Un moyen de l'utiliser serait d'en faire profiter les actionnaires. Apple a annoncé mardi qu'il consacrerait plus de 300 milliards de dollars à son programme de rachat d'actions d'ici mars 2019. Cela permet de faire monter le cours en Bourse et aux actionnaires d'engranger de confortables plus-values. Apple verse déjà 12 milliards de dollars par an à ses actionnaires sous forme de dividendes, se plaçant au premier rang mondial pour ce type de récompense.

Lorgner Spotify ou Tesla

"La plupart des entreprises seraient ravies d'avoir un tel problème sur les bras mais structurellement cela pose un peu un problème car les investisseurs veulent être les premiers à en profiter", souligne Patrick Moorhead de Moor Insights & Strategy. Or récompenser les actionnaires n'est pas toujours dans l'intérêt stratégique à long terme des entreprises, en les privant des moyens nécessaires pour innover ou se développer.

Une des solutions serait d'acquérir un fabricant de microprocesseurs afin de "verticaliser" la production des smartphones et autres tablettes, estime-t-il. Le service de vidéos en ligne Netflix pourrait aussi compléter l'offre d'Apple TV.

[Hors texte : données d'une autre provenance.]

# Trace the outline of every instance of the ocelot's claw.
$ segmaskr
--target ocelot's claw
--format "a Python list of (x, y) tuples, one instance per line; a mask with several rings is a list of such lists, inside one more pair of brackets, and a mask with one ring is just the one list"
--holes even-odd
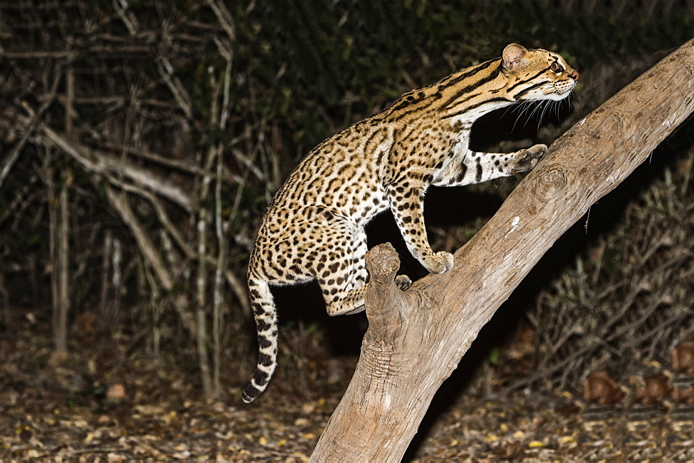
[(530, 171), (537, 165), (538, 159), (547, 152), (547, 145), (534, 145), (530, 148), (520, 150), (518, 160), (513, 166), (511, 173)]
[(395, 277), (395, 283), (398, 285), (398, 288), (404, 291), (412, 284), (412, 280), (409, 279), (407, 275), (398, 275)]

D'autres analystes évoquent le service de musique en ligne Spotify ou Tesla. "Mais le défi est alors d'intégrer une acquisition aussi grosse", souligne Bob O'Donnell de Technalysis Research, en soulignant que cela n'était pas dans la culture de l'entreprise développée par Steve Jobs, décédé en 2011.

Chute surprise des ventes d'iPhone

Si Apple a publié, au deuxième trimestre, un bénéfice en hausse de 4,9%, les ventes d'iPhone ont marqué le pas. À 50,76 millions d'unités elles ont baissé de 0,8% par rapport au deuxième trimestre 2016. Un chiffre qui a surpris les analystes qui s'attendaient à une hausse de 2% à 52,3 millions.